Friday, September 24, 2010

For The Birds: Rubber Duckie


Ernie: Rubber Duckie

[purchase]

Kelly Hogan: Rubber Duckie

[purchase]

Larry Paulette: Rubber Duckie

[scavenge out-of-print '77 album]

Love Pigs: Rubber Duckie

[download out-of-print sesame street punk covers compilation]

The Buffalo Chips: Rubber Duckie

[purchase other in-print CDs from SUNY Buffalo's only all-male a capella group]

As a long-time cover collector, I tend to have a handful of different versions of pretty much any beloved song lurking in my collection. In the LP world, these coversongs were often hard to keep track of without some sort of overly obsessive catalog system, but the highly manageable universe of iTunes and digital music feeds my obsession, making it easier both to store and collect single tracks, and to find those tracks easily.

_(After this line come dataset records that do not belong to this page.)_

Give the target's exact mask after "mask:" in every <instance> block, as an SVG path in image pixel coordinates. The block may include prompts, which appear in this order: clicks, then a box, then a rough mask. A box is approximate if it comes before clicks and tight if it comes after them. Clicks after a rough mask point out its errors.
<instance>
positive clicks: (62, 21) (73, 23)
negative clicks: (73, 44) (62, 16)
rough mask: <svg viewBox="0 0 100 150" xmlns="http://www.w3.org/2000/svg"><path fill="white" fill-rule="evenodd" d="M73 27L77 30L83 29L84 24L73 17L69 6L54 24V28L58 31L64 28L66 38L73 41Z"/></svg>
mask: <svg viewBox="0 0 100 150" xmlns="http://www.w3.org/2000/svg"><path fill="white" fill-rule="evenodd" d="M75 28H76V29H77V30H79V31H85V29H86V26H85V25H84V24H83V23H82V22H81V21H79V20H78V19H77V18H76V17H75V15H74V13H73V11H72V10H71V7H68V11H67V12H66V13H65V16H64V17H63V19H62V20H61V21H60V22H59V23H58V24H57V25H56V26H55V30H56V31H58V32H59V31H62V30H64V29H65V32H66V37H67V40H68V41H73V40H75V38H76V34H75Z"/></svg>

The fruits of such a media shift: I have not one but five versions of Rubber Duckie to offer up for this week's theme, and each one is decidedly different. Ernie's original is a classic, of course. But sweet-voiced alt-country crooner Kelly Hogan's piano-driven lounge take is delightful in its sultry innocence, all the more noticeable next to openly gay seventies artist Larry Paulette's funky, slippery, sexually charged take. And the contrast between the thrash punk of Love Pigs and the barbershop a capella arrangement from male group The Buffalo Chips should go without saying.

This isn't my whole collection, of course. There's also an oddly pedophilic-sounding Little Richard cover out there, plus a marching band cover from a prison band, and a disco take with Robin Gibb and the Muppets that sounds exactly like you'd think it does, among others. But I just couldn't bring myself to share those alongside the "good" ones today - perhaps we'll take on a "questionable cover songs" theme for April Fools Day this year, and I'll dig 'em up then instead.

Thanks to long-time cover blog Fong Songs for introducing me to two of these covers, by the way. Host Jamie Fong closed down the shop just this month, but he went out with a bang, and his final series - a top 101 covers countdown - remains up for the nonce.